Stanford Networking Seminar

12:15PM, Thursday April 7, 2011
Gates 104

High-Fidelity Latency Measurements in Low-Latency Networks

Ramana Kompella
Purdue University

About the talk:
For the longest time, networking engineers and researchers have focused mainly on obtaining high end-to-end throughput in IP networks. In recent years, however, latency has evolved into a metric that is as important as throughput in IP networks. While low latency is a desirable property for any network-based application, this obsession towards low end-to-end latency stems from the stringent requirements of many new kinds of datacenter, cloud, and wide-area applications that have become popular in the recent times. Network operators managing such latency-sensitive applications need sophisticated tools for high-fidelity latency measurements at various places in the network that will help them identify root causes of SLA violations, determine offending applications that may hurt the performance of others, perform traffic engineering and so on. Unfortunately, routers offer no native support for tracking latencies even within the router making it hard for network operators to measure and pin-point latency spikes in the network. In this talk, I will describe our recent work in devising scalable router primitives for fine-grained high-fidelity latency measurements.

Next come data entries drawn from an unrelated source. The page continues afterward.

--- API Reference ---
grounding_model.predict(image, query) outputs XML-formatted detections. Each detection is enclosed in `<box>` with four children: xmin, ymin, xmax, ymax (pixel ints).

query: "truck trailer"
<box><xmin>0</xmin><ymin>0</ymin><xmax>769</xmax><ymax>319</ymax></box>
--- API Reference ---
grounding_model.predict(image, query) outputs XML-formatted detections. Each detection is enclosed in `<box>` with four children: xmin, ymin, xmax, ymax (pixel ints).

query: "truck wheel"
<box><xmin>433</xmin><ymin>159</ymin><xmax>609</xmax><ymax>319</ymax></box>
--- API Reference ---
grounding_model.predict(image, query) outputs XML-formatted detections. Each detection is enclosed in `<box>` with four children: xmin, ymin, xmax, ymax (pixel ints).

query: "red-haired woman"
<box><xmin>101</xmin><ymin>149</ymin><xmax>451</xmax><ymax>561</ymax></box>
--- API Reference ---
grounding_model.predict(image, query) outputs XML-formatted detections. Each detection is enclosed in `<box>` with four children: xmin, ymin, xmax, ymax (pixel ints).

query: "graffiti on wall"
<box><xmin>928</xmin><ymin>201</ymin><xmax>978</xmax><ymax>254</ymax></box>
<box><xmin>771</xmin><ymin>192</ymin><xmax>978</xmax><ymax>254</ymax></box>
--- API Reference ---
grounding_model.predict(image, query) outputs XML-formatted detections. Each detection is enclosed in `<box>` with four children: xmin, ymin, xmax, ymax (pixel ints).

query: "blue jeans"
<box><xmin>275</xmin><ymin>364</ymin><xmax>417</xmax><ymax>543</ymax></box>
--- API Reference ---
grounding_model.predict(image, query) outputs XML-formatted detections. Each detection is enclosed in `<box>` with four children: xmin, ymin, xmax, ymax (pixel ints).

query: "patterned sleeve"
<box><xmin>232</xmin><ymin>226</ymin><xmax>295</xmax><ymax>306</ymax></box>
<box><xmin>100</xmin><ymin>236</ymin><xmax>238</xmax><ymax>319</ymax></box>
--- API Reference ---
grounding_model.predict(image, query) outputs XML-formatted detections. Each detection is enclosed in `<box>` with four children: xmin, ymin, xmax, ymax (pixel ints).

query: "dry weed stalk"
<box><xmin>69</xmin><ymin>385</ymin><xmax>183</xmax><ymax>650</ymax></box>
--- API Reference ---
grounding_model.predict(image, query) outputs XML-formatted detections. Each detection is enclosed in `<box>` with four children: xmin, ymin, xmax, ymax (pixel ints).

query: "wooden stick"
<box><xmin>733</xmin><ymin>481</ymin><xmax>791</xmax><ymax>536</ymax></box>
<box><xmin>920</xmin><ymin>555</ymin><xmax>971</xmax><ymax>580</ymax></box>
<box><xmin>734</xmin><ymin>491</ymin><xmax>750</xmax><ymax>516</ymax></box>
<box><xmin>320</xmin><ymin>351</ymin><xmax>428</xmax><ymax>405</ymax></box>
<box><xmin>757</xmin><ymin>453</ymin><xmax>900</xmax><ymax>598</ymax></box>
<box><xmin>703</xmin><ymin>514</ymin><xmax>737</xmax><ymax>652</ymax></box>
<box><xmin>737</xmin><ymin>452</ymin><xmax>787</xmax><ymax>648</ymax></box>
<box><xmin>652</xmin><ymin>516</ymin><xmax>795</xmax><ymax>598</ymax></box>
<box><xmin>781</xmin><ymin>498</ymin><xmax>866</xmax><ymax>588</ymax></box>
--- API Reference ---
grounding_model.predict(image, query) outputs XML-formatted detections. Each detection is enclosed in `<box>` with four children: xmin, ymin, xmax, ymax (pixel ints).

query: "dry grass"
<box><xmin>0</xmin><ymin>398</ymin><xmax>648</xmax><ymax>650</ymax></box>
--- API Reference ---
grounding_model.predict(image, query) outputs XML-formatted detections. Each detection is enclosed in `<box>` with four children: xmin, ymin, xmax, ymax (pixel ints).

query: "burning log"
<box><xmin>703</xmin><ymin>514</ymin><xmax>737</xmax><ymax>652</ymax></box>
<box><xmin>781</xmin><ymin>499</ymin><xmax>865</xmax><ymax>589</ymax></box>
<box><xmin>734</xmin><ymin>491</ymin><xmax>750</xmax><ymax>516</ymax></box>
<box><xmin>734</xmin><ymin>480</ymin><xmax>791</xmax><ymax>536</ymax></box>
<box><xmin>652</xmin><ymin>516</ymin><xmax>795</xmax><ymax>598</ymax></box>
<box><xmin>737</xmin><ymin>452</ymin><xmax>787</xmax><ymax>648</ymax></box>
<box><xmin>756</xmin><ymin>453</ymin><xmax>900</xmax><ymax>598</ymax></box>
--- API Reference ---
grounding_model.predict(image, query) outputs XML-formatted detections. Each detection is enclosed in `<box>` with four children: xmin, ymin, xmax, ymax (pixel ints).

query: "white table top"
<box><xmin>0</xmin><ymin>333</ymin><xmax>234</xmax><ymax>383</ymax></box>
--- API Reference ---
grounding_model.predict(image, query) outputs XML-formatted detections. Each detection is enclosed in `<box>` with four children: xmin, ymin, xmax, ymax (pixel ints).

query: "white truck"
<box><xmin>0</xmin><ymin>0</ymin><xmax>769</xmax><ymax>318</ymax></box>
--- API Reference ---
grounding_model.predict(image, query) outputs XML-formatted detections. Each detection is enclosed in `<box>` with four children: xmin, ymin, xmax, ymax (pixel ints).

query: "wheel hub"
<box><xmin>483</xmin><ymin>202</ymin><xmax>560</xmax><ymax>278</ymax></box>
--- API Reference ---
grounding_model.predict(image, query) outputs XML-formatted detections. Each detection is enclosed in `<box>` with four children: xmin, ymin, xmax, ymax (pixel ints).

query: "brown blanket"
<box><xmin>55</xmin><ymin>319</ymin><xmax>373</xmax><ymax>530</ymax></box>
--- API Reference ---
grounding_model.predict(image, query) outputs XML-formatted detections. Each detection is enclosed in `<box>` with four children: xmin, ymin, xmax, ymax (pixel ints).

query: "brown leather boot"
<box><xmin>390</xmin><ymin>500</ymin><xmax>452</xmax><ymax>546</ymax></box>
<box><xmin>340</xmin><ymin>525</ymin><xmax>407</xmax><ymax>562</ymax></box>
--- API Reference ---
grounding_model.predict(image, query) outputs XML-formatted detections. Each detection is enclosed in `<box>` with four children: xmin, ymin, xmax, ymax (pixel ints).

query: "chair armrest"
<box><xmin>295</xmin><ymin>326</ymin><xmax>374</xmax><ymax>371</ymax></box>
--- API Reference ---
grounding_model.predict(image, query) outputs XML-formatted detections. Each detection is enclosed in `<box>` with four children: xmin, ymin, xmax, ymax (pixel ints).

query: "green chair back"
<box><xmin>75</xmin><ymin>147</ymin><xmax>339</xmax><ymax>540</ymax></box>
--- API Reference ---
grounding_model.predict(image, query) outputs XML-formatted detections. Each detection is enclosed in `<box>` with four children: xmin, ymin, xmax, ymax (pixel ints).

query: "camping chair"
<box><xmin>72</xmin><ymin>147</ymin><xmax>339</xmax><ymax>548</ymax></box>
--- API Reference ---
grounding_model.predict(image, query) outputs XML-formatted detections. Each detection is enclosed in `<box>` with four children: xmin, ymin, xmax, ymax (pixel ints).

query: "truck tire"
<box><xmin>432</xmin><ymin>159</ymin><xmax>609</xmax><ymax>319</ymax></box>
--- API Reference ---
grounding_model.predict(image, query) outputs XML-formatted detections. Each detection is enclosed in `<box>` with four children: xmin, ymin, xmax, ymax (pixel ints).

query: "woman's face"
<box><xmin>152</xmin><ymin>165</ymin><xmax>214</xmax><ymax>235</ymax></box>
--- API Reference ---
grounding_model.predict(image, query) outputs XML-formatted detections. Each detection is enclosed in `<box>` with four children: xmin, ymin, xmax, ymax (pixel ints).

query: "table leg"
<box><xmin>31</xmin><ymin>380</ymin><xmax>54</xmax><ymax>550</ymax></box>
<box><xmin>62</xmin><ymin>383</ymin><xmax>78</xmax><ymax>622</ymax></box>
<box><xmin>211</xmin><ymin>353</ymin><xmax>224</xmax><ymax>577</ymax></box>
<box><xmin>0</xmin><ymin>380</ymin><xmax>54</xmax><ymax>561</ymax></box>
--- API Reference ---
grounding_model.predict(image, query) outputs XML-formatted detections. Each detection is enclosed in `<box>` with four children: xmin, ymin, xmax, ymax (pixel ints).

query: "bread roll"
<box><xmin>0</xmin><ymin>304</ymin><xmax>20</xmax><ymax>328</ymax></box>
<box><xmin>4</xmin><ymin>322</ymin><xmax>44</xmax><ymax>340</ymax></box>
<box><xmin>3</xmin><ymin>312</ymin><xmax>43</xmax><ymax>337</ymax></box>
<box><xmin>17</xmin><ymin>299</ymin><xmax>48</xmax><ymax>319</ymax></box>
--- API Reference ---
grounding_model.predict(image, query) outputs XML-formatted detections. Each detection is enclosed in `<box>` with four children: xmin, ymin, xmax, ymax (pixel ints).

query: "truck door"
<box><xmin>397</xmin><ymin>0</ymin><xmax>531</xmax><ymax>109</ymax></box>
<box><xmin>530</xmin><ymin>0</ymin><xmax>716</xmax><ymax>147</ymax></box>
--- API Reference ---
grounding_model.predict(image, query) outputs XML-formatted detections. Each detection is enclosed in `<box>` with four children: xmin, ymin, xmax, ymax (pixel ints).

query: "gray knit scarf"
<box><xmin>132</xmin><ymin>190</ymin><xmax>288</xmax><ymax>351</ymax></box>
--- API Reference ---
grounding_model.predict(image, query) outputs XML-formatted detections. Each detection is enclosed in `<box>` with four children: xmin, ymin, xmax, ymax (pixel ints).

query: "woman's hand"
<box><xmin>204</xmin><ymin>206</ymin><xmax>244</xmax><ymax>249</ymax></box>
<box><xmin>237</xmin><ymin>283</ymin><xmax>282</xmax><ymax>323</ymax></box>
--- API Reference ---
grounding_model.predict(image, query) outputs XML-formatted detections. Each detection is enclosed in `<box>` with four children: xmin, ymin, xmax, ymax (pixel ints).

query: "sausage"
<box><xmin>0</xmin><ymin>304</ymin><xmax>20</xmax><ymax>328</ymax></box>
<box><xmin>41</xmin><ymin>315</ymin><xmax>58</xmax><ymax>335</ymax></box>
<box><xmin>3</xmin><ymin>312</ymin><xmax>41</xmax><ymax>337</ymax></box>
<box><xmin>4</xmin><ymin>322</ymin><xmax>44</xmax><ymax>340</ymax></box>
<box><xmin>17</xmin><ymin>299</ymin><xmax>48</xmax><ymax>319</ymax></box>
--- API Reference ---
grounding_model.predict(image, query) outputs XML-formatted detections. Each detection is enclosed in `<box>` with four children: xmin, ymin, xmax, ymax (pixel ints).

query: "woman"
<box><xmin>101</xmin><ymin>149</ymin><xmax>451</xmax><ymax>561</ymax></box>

Specifically, the talk will focus on two major techniques: (1) Reference Latency Interpolation (RLI) architecture for obtaining latency measurements on a per-flow basis; and, (2) MAPLE, an architecture for storing latency of each and every packet in a scalable fashion and computing latency statistics across arbitrary subpopulations.

About the speaker:
Prof. Kompella's main research area is computer networks. Some recent topics of interest include scalable router primitives for measurement, fault isolation in backbone and enterprise networks, and improving network performance in virtualized and cloud environments. Dr. Kompella joined Purdue in Fall of 2007 as an Assistant Professor in Computer Science after obtaining his Ph.D. degree from UCSD. He obtained his Masters degree from Stanford University in 2001 and an B.Tech degree from IIT Bombay in 1999, both in Computer Science. He is a recipient of the NSF CAREER Award in 2011.